The House Appropriations Committee on Labor, Health and Human Services, Education and Related Agencies has recommended zeroing out public media funding in its fiscal year 2025 appropriations bill.
The proposed bill, made public Wednesday, seeks no funding for CPB effective FY2027. The corporation’s appropriation, currently $535 million, is forward-funded two years in advance.
The committee’s bill mirrors the proposal from a House subcommittee late last month. The new bill would cut public media’s interconnection and infrastructure budget of $60 million but does include $31 million for the Ready To Learn grant program led by the Department of Education.
The bill will advance to the full House for consideration.
“America’s Public Television Stations are deeply disappointed that the House Appropriations Committee has voted to discontinue federal funding for the Corporation for Public Broadcasting and public media stations’ interconnection system in the FY 2025 appropriations bill,” said APTS President Patrick Butler in a news release.

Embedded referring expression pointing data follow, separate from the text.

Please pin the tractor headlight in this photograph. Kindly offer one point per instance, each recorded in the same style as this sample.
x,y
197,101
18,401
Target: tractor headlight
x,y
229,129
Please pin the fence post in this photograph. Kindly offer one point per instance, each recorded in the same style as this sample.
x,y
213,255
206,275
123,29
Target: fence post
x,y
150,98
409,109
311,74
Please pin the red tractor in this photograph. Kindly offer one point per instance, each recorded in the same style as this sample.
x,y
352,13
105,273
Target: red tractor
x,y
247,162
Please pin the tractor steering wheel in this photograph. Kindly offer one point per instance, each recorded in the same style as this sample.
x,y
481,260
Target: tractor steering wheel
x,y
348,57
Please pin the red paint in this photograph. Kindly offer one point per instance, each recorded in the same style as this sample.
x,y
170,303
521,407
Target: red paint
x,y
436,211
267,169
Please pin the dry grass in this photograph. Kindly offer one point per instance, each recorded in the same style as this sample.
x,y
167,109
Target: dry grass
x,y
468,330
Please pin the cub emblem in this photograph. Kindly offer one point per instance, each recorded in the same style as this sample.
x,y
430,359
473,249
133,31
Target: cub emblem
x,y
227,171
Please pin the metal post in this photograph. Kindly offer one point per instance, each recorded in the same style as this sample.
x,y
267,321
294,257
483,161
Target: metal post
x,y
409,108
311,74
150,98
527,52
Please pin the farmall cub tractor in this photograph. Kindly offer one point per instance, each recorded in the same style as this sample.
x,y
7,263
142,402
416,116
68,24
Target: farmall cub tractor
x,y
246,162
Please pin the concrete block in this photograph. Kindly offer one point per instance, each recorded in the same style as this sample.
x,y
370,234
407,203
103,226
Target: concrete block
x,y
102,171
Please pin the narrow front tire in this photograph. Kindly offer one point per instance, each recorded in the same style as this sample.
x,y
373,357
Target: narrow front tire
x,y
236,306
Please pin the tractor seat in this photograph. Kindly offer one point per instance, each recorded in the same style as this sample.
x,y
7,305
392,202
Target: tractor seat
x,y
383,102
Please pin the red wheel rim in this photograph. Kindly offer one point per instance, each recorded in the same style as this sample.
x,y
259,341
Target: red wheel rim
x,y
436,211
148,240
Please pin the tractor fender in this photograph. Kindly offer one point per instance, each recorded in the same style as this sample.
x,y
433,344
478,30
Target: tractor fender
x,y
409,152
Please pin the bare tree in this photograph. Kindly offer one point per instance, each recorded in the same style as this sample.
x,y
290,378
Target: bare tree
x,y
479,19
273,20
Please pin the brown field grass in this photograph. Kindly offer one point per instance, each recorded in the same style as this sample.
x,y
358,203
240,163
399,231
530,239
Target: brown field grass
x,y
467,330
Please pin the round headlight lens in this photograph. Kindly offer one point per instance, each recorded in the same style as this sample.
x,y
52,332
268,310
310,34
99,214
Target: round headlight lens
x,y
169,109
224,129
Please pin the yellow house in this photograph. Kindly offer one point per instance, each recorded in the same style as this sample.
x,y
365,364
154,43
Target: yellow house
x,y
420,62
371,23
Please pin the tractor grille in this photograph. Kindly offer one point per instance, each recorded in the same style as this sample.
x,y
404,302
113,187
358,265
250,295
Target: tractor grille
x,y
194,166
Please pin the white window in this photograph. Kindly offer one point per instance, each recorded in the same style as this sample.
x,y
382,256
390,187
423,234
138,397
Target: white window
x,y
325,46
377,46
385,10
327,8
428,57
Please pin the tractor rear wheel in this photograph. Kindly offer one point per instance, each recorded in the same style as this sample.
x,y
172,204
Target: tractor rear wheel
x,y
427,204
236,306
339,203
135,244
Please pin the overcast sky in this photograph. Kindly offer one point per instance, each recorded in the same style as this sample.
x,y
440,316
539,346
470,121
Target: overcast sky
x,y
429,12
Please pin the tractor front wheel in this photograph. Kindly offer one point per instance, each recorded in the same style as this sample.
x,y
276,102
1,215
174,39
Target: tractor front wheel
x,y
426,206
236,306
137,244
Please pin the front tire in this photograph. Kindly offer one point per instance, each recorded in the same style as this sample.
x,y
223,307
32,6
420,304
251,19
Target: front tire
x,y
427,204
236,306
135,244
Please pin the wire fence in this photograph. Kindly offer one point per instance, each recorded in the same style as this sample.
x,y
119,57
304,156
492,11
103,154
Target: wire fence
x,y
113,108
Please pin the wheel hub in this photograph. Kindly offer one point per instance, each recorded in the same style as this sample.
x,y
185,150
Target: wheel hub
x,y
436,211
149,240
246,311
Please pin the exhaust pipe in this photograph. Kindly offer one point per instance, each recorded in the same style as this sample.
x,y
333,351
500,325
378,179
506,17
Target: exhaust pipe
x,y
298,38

“While obscured by a vote to eliminate advance funding for public broadcasting — a policy proposed by President Ford in 1975 that has protected our programming from political influence for the past 50 years — the committee made its intention clear by also eliminating $60 million in interconnection funds that connect our stations with each other and with national programming services,” he said.
Butler called the proposal an “assault” on public media funding. He also noted that the same House subcommittee tried to eliminate public media funding last year, “despite the fact that the federal investment in public broadcasting is consistently identified by the American people as the best the government makes, after only national defense and food and drug safety.”

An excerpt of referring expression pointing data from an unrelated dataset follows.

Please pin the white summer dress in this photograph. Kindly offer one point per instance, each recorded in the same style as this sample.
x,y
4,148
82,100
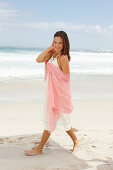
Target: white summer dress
x,y
64,121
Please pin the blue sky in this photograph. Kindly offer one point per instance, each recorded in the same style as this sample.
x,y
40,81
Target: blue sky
x,y
32,23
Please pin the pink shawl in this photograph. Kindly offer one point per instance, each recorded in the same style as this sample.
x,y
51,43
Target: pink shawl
x,y
59,96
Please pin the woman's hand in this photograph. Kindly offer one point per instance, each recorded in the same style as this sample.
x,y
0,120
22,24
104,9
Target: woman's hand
x,y
52,48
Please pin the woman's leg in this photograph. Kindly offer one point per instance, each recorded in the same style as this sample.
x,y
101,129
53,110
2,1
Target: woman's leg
x,y
74,138
38,149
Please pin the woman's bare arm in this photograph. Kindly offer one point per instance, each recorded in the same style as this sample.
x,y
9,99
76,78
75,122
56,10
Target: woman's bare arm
x,y
44,56
65,64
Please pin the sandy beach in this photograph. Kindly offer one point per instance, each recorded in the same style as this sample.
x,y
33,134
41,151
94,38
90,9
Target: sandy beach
x,y
21,127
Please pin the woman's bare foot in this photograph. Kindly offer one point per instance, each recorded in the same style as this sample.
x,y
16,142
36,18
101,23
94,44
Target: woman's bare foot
x,y
76,145
35,151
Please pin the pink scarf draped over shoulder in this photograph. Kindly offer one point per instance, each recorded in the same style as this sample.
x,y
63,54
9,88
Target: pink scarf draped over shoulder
x,y
59,95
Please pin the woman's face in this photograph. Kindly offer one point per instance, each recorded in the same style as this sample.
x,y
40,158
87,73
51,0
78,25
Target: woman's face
x,y
58,43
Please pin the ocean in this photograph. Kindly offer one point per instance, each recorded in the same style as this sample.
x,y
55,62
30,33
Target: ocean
x,y
91,74
18,63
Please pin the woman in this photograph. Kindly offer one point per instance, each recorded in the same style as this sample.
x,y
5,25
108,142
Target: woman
x,y
57,54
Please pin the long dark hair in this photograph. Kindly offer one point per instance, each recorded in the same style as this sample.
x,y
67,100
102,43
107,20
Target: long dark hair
x,y
66,45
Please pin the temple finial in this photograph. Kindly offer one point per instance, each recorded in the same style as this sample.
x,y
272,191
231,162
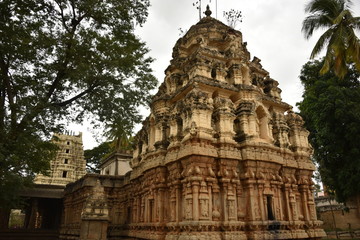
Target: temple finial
x,y
208,11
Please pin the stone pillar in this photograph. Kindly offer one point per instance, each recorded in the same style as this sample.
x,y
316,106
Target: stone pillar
x,y
287,202
195,197
249,186
95,215
304,201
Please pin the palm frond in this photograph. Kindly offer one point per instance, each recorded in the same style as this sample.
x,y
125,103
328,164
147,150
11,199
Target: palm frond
x,y
314,22
324,39
330,8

Butler, while adding that the federal appropriation for public media amounts to $1.60 per American, said public media has shown its value by assisting with the Wireless Alert System, providing educational programming to children and producing news and public affairs programs to areas that lack adequate resources.
“Notwithstanding today’s committee action, we remain hopeful that the strong bipartisan support for public media, both in Congress and among the American people, will ultimately result in full funding for CPB, interconnection and system infrastructure, and Ready To Learn as the appropriations process moves forward,” Butler said.
This year, the Biden administration proposed $595 million for CPB’s appropriation in FY27. Biden’s budget also includes level funding at $60 million for the interconnection system and infrastructure in FY25 and $31 million in level funding in FY25 for Ready To Learn.
Separately, the House Homeland Security Appropriations Subcommittee in June recommended $40 million in funding for the Next Generation Warning System for FY25. NGWS funding is separate from CPB’s annual forward-funded appropriation, so NGWS could still receive funding even if CPB’s support were cut.